The lawsuit against California takes issue with three state laws: (1). A.B. 450, which bars employers from “allowing immigration enforcement agents to enter a work place or review employee records without a subpoena or court order,” (2). S.B. 54, a bill that bans “state and local agencies, including school police and security staffs, from using funds or personnel to investigate, interrogate, detain, detect, or arrest people for immigration enforcement purposes,” and (3). A.B. 103, which precludes “city, county, and local law enforcement agencies from entering into a contract with the federal government or any federal agency to house or detain unauthorized immigrants in locked detention facilities for purposes of civil immigration custody.” Id.
Both the federal government and the state of California are relying heavily upon constitutional law claims, which will likely necessitate the need for constitutional law experts’ input to help persuade a court. In addition, California government officials have argued that they are within their constitutional rights in having passed and implementing the legislation at issue. Experts in the field can help assess competing claims and address whether or not the laws being challenged would meet the Supremacy Clause.
Because of certain historical matters and because of the nature of the laws being challenged, other issues will almost certainly be at play. For example, precedent may play a role in the outcome of the pending litigation. As Sacramento Mayor Darrell Steinberg explained, the federal government previously sued Arizona for “infringing upon the rights and the safety of people who were just trying to make their way.” Darell Steinberg, “California Disagrees With Justice Department’s Immigration Lawsuit,
NPR, Mar. 8, 2018, available at https://www.npr.org/2018/03/08/591830507/california-disagrees-with-justice-departments-immigration-lawsuit (last visited Apr. 4, 2018). According to Steinberg, the current federal stance turns the Arizona precedent “on its head,” and “[i]n this instance, of course the federal government’s doing just the opposite.” Id.

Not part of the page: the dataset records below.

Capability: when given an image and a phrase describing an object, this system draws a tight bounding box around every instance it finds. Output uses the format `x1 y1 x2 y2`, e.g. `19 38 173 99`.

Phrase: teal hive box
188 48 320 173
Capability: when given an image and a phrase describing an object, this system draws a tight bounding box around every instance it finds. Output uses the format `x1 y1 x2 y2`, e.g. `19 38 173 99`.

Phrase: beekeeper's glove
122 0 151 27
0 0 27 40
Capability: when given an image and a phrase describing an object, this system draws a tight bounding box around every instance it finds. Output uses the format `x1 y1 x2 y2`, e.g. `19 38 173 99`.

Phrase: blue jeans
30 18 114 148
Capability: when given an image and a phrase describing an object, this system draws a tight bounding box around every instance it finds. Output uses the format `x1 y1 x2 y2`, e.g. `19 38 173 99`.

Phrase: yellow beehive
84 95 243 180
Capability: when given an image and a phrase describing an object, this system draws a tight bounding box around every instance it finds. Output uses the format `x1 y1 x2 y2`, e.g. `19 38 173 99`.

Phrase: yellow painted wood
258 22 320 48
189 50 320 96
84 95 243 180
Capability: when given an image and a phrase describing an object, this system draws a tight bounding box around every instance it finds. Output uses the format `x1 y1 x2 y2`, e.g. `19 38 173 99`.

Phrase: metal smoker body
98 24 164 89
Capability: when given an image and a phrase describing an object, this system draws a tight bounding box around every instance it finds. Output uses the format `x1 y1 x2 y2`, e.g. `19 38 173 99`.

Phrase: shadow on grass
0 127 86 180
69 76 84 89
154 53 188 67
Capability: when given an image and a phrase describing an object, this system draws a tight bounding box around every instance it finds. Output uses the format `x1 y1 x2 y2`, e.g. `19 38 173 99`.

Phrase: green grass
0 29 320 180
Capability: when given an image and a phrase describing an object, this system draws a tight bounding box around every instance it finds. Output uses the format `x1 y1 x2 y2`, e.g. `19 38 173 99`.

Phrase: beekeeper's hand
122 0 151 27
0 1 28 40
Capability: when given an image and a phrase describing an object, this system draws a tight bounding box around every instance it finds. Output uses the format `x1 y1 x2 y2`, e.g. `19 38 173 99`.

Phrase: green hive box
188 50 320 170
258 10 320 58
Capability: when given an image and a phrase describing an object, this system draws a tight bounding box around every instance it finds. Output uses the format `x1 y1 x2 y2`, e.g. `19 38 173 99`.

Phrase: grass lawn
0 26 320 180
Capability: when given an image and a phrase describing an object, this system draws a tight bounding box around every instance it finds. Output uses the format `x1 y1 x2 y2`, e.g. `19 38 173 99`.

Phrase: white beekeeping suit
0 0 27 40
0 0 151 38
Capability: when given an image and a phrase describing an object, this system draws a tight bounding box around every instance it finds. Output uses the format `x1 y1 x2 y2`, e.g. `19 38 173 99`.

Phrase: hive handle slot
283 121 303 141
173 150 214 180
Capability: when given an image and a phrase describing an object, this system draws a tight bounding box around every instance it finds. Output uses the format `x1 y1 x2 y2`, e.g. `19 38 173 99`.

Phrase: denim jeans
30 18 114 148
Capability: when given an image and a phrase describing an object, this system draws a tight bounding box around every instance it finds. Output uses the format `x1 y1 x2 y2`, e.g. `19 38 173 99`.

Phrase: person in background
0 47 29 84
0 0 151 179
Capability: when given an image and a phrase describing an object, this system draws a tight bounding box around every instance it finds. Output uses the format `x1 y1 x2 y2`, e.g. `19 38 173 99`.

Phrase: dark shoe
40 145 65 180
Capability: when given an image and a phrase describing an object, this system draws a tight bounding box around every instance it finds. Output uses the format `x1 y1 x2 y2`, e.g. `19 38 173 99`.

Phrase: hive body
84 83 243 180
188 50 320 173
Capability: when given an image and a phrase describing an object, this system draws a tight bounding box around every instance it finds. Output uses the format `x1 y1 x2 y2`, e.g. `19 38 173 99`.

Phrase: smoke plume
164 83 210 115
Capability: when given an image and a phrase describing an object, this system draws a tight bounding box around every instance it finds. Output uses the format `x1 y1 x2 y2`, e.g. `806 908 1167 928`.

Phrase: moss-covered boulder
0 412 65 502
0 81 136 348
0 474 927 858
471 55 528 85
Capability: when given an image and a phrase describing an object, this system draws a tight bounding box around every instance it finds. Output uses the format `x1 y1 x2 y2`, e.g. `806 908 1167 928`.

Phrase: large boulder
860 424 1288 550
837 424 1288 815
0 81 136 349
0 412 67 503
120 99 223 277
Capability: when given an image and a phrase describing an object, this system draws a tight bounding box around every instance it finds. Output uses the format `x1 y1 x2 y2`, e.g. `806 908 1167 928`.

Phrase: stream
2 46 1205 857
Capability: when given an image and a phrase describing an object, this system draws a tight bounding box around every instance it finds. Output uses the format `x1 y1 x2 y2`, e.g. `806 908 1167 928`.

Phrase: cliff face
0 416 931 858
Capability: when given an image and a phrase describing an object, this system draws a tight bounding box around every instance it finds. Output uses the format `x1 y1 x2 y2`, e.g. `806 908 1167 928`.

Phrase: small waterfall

Expert witnesses may play an important role in the outcome of the litigation in California and other lawsuits concerning immigration policies. Not only will those with expertise in immigration law, constitutional matters, economic issues, appropriate detention procedures, civil rights, and more be valuable to attorneys and adjudicators, but this case may set a national precedent. In addition, because the laws being challenged involve specific matters, such as employment practices, employment experts may also play a part in guiding lawyers and courts. Finally, it is important to note that whether immigrants are documented or not, their presence in this country is not, contrary to some traditional beliefs, a criminal act. See, e.g., Louis Jacobson, “Is being in the United States unlawfully a ‘crime’?”, PoliFact, Mar. 15, 2017, at http://www.politifact.com/florida/statements/2017/mar/15/florida-conference-catholic-bishops/being-united-states-unlawfully-crime/ (last visited Apr. 4, 2018). Because being an undocumented immigrant is not a criminal act, the law that governs immigration is not the same as the policies and procedures a criminal defendant would be subject to. This distinction is important and highlights why experts are so important to the equation—they can help juries understand what laws should prevail and which policies are in line with the Constitution and public policy.